I use packages as much as possible; however, `drm-kmod`/`drm-54-kmod`, which are the only packaged DRM kernel modules, do not work for me, so I compile `drm-510-kmod` and `gpu-firmware-amd-kmod-renoir` from ports. I hope this isn't a problem with mixing ports and packages! 

I did not have this problem in FreeBSD 13.1-RC6 (before the `drm-kmod`-and-friends ports were refactored).

I do not have any Xorg configuration files. I even tried doing a fresh install of FreeBSD 13.1-RELEASE and installing only the necessary software to get a graphical environment running, and the problem still persists.


----------



## Nils Beyer (May 18, 2022)

Hi,

as a workaround try: (as the graphicially logged-in user and DISPLAY environment variable correctly defined)
`xrandr -x
xrandr -x`
(yes, two times "xrandr -x")

That helps here on my laptop...


----------



## flist (May 18, 2022)

Nils Beyer said:


> Hi,
> 
> as a workaround try: (as the graphicially logged-in user and DISPLAY environment variable correctly defined)
> `xrandr -x
> ...


Yup, that works too, and so does this workaround by another user with the same issue. Have you tried the workaround I described in the original post (switching to a TTY and back) Nils Beyer ?

I suppose we could do a `xrandr -x` x2 in a startup script or something until this issue is fixed 

Also, the solution in this post doesn't work for me. In fact, if I try to turn software cursor on and do a `startx`, I only get a black screen, just like what happens when I try to start a Wayland session! I have to perform one of these workarounds, after which everything seems to work like it should.
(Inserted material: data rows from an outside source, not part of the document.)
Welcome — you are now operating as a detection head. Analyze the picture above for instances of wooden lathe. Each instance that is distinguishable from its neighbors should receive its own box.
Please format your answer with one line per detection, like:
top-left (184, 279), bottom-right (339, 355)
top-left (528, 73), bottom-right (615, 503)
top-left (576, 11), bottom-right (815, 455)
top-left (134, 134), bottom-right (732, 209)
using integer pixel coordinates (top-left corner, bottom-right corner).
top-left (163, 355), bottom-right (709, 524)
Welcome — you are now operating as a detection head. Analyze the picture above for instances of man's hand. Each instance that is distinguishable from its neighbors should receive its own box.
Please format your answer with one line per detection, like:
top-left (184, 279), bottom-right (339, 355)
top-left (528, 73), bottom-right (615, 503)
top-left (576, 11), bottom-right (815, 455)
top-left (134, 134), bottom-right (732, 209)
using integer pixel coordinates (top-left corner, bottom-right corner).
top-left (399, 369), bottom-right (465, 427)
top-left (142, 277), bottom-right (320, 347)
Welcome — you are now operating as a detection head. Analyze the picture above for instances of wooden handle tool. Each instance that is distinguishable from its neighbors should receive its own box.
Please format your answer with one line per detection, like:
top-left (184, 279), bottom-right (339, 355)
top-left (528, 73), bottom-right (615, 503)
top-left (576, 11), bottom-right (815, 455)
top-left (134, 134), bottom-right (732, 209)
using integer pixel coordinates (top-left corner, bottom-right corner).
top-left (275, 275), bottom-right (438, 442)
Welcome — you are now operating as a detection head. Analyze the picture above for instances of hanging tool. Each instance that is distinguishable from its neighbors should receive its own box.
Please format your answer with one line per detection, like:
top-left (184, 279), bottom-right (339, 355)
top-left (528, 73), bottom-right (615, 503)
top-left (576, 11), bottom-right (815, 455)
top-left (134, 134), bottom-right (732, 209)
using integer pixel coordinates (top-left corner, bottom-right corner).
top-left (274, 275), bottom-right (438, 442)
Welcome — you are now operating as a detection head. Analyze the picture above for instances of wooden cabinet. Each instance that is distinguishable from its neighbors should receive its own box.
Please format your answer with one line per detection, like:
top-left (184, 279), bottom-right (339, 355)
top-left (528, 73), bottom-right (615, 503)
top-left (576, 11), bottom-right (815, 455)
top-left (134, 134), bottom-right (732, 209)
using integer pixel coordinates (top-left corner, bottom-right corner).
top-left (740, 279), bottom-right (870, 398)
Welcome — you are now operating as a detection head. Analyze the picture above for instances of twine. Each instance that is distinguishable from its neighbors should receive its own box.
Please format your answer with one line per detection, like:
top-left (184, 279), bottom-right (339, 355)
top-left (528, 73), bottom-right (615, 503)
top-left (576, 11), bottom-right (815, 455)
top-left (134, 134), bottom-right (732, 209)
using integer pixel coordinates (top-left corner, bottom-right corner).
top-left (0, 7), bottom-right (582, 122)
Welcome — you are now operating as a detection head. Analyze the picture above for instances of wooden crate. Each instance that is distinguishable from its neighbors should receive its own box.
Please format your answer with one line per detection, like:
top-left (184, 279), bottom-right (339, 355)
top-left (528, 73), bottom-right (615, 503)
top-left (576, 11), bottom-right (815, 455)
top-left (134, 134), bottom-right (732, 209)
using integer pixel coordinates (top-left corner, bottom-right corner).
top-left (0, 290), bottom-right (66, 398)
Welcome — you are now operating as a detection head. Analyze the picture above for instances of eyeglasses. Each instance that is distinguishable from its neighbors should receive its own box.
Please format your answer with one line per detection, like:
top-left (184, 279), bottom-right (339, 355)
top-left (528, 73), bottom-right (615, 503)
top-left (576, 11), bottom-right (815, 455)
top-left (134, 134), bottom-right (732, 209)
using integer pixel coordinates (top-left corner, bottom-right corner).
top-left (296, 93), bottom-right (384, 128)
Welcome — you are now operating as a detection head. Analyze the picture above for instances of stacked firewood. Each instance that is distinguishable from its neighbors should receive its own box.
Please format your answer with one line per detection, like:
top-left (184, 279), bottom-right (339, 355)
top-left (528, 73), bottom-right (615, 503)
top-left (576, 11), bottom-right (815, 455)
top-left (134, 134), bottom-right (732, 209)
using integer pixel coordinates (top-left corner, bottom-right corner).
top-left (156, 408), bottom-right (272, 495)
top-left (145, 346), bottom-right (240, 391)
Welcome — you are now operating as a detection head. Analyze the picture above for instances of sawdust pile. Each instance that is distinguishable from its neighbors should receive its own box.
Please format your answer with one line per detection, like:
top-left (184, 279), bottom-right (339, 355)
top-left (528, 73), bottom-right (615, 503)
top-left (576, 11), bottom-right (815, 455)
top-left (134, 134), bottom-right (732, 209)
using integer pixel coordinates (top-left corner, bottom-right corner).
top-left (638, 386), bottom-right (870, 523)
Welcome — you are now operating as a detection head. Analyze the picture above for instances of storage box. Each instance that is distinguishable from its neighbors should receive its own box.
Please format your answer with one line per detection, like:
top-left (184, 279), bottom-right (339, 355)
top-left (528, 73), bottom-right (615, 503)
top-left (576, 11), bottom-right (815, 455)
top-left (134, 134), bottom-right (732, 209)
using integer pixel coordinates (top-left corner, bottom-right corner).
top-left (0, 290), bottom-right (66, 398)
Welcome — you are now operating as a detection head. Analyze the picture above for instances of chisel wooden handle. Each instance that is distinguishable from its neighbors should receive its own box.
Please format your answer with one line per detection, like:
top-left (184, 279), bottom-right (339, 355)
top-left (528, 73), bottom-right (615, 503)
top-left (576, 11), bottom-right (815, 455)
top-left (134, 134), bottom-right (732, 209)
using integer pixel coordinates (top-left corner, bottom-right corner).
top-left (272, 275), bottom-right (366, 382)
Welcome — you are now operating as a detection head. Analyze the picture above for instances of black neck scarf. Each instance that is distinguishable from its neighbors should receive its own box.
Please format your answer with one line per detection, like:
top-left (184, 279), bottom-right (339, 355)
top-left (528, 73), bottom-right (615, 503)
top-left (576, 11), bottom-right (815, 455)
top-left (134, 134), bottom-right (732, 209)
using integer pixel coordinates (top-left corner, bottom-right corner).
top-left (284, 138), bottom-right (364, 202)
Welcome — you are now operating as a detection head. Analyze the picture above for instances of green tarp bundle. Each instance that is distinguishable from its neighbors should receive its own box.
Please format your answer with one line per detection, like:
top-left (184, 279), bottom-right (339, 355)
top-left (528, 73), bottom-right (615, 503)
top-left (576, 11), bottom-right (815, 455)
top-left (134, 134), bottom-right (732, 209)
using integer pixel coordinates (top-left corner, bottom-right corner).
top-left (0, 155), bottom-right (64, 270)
Another thing of note: if I kill the X or Wayland session, I get put back into the TTY that I launched the session from, _but_ it's totally unresponsive, e.g. I can't type anything and no new text gets rendered. Again, I have to switch to a different TTY and back.
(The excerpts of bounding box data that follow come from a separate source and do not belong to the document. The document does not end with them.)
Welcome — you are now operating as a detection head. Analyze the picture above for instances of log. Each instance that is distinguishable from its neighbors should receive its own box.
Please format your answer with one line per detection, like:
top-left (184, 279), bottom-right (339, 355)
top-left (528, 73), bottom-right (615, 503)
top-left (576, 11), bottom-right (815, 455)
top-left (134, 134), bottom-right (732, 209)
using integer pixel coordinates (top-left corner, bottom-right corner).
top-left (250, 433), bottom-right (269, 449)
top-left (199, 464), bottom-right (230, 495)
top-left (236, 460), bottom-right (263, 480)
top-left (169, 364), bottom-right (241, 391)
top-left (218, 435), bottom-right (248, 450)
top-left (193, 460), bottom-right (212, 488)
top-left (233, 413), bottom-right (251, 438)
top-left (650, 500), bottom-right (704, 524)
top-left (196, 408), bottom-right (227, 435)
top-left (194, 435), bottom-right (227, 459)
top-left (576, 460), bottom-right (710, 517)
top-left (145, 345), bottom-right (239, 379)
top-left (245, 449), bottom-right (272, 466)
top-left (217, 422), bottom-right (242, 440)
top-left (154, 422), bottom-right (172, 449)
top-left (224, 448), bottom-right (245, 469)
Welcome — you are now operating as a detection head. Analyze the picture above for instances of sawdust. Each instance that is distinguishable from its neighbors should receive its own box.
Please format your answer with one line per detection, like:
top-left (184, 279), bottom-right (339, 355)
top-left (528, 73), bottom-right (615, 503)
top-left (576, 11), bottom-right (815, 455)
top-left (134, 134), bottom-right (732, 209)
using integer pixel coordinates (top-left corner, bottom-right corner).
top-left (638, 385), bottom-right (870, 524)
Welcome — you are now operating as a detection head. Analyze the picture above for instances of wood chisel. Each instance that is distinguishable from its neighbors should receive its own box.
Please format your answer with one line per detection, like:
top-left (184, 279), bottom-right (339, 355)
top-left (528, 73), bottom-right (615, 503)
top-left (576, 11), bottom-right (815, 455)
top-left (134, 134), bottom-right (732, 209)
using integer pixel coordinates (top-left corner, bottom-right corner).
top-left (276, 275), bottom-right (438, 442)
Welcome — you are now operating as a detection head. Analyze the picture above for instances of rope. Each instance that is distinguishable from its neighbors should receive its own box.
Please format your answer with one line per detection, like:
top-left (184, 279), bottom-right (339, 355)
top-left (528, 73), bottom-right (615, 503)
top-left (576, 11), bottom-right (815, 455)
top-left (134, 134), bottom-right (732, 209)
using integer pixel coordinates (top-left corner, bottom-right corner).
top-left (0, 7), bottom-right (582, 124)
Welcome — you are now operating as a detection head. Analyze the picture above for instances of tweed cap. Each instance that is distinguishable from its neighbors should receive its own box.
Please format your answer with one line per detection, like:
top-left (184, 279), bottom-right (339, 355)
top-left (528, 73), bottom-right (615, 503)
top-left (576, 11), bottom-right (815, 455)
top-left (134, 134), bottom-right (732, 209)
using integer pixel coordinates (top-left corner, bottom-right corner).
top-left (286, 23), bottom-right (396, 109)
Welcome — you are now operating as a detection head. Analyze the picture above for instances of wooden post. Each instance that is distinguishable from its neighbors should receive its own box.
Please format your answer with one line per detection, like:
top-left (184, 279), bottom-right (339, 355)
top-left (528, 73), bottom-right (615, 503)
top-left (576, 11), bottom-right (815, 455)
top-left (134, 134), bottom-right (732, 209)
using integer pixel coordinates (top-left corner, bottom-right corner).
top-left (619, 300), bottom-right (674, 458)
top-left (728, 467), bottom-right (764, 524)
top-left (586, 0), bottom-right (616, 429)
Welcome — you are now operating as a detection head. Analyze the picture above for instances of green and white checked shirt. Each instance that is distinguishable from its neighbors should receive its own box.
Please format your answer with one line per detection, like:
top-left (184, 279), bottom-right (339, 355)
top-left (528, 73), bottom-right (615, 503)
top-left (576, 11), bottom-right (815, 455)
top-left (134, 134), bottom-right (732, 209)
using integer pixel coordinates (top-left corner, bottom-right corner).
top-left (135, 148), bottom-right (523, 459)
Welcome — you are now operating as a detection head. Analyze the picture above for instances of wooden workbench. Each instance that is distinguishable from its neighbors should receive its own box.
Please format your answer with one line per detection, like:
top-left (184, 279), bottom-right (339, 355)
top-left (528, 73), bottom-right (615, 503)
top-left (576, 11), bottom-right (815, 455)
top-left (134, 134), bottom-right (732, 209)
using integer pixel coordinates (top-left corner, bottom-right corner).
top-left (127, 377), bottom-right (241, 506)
Still no errors in my Xorg logs under any of these workarounds. I just get a DRM error in `dmesg` every time I do a `startx`.


----------



## grahamperrin@ (May 18, 2022)

flist said:


> … I compile `drm-510-kmod` and `gpu-firmware-amd-kmod-renoir` from ports. I hope this isn't a problem with mixing ports and packages! …



No problem. 

`gpu-firmware-amd-kmod-renoir` is packaged, if you want it; <https://www.freshports.org/graphics/gpu-firmware-amd-kmod/#packages>

If you install graphics/gpu-firmware-kmod, is the issue reproducible?


----------



## flist (May 19, 2022)

grahamperrin said:


> `gpu-firmware-amd-kmod-renoir` is packaged, if you want it; <https://www.freshports.org/graphics/gpu-firmware-amd-kmod/#packages>
> 
> If you install graphics/gpu-firmware-kmod, is the issue reproducible?


I know that all of the `gpu-firmware-kmod`s are packaged, I was just thinking someone might ask me what happened if I tried to build it from ports instead of using the package 

Just installed `gpu-firmware-kmod` from packages, the problem persists and only the firmware modules for the Renoir series are loaded.

I've been using latest (not quarterly) packages btw.

Is this a bug then? Should I report it somewhere?


----------



## Nils Beyer (May 19, 2022)

flist said:


> Yup, that works too, and so does this workaround by another user with the same issue. Have you tried the workaround I described in the original post (switching to a TTY and back) Nils Beyer ?


yes, the TTY switching reactivates the mouse cursor, too. That's an even better workaround...


----------